Présentation
- Publication type: Journal article
- Journal: Éthique, politique, religions
2013 – 2, n° 3. Prendre soin de la nature et des hommes - Author: Pierron (Jean-Philippe)
- Pages: 9 to 10
- Journal: Ethics, Politics, Religions
Présentation
Parler d’un « prendre soin de la nature et des hommes » suppose des convergences entre des domaines traités en autant d’éthiques appliquées distinctes : éthique médicale, éthique familiale, éthique des affaires, éthique animale et éthique environnementale.
Plus avant, prendre soin se présente comme la réplique depuis une trentaine d’années aux effets et méfaits d’une hypertrophie de la rationalité instrumentale dans le champ médical, social et environnemental. Outre la complexité qui appelle l’expertise afin d’agir dans un monde incertain, la réduction des relations humaines à des rapports d’intérêts concurrents, cette hypertrophie vulnérabilise les contextes de vie du vivant humain et non humain. Elle peut aussi réduire l’éthique à une technique retenant sa dimension procédurale, rabattant le décider sur un déduire, opposant modèle volontariste et modèle intellectualiste de la décision. Aussi le prendre soin mobilise-t-il, face à l’anthropologie dominante qui triomphe sous la figure de l’homo oeconomicus, une anthropologie de la vulnérabilité, la vulnérabilité n’étant plus conçue négativement mais positivement comme une forme d’attention (caring about). Il est disponibilité éthique là où s’impose le poids des dispositifs techniques. Le prendre soin définirait de la sorte une attitude relationnelle qui ferait défaut dans un monde qui vit le déploiement sans précédents d’une bureaucratisation croissante du monde de la vie. Il désigne l’unité d’une disposition éthique fondamentale attentive à la vulnérabilité présente sous la pluralité des dispositifs du soin : le faire des soins hospitaliers, les pratiques de ménagement dans l’aménagement du territoire, les activités de soin, de nursing ou de disponibilité dans les activités éducatives. Au sens fort, le soin n’est donc pas une activité parmi d’autres mais la disposition qui en rend possibles d’autres que ce soit dans le champ médical, social ou bien environnemental.

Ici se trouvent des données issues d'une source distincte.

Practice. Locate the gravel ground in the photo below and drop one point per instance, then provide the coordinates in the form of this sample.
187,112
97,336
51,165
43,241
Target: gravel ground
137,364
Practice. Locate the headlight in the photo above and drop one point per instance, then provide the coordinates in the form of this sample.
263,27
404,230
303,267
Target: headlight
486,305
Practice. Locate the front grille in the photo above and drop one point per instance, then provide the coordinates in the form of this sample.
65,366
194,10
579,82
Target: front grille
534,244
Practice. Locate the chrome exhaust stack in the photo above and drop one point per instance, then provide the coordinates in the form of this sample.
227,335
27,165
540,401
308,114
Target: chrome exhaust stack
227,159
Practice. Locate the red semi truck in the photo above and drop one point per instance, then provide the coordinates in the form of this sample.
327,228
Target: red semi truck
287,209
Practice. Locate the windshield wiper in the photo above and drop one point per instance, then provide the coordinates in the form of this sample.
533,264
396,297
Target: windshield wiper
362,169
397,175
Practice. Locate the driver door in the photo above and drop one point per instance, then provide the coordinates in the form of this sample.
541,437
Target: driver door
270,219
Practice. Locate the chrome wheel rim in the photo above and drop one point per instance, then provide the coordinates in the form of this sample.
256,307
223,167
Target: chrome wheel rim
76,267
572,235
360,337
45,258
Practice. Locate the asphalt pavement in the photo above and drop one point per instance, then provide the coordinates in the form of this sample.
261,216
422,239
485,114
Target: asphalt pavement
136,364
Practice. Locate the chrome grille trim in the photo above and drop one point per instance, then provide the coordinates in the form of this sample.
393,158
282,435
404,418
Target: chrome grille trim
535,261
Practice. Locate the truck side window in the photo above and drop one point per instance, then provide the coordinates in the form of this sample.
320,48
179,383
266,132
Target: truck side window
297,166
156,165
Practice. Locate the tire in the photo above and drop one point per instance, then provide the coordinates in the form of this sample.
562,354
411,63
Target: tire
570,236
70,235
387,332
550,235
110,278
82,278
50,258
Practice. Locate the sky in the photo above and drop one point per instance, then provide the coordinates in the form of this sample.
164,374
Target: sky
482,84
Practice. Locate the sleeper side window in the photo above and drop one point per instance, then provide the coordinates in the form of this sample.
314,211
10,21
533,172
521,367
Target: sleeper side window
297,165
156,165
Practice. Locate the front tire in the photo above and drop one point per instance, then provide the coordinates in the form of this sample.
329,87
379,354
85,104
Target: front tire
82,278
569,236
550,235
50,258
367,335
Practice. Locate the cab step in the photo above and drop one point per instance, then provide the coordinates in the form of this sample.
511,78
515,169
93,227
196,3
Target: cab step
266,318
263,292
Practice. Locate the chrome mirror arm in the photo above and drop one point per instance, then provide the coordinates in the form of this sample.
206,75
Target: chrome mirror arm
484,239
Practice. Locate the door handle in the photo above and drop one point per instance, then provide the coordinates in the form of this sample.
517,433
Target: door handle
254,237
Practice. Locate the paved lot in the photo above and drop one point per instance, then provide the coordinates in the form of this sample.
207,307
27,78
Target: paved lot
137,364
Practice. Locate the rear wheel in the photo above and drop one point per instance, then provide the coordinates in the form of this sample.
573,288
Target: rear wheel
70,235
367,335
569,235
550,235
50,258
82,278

Mais parce que le concept de vulnérabilité peut très vite être un mot bulldozer, n’appelle-t-il pas une attention aux contextes et aux relations de dépendance fournies par les sciences humaines et sociales, dans une grammaire de la vulnérabilité qui en épelle la texture et lui donne consistance institutionnelle ? La vulnérabilité ne doit-elle pas alors se faire fragilité de l’homme malade dans le soin médical, précarité des conditions d’existence dans les relations de coopération sociale (familiales ou relations de travail), ou instabilité des milieux que les enjeux de durabilité soulevée par la crise environnementale assument ?
Objet de philosophie pratique, le prendre soin n’est pas qu’une interprétation du monde. Il ambitionne aussi de la transformer, ouvrant alors sur des enjeux précis d’éthique et de politique. En plus d’interpréter le monde, voire de le transformer, le soin pose qu’il est urgent de le préserver.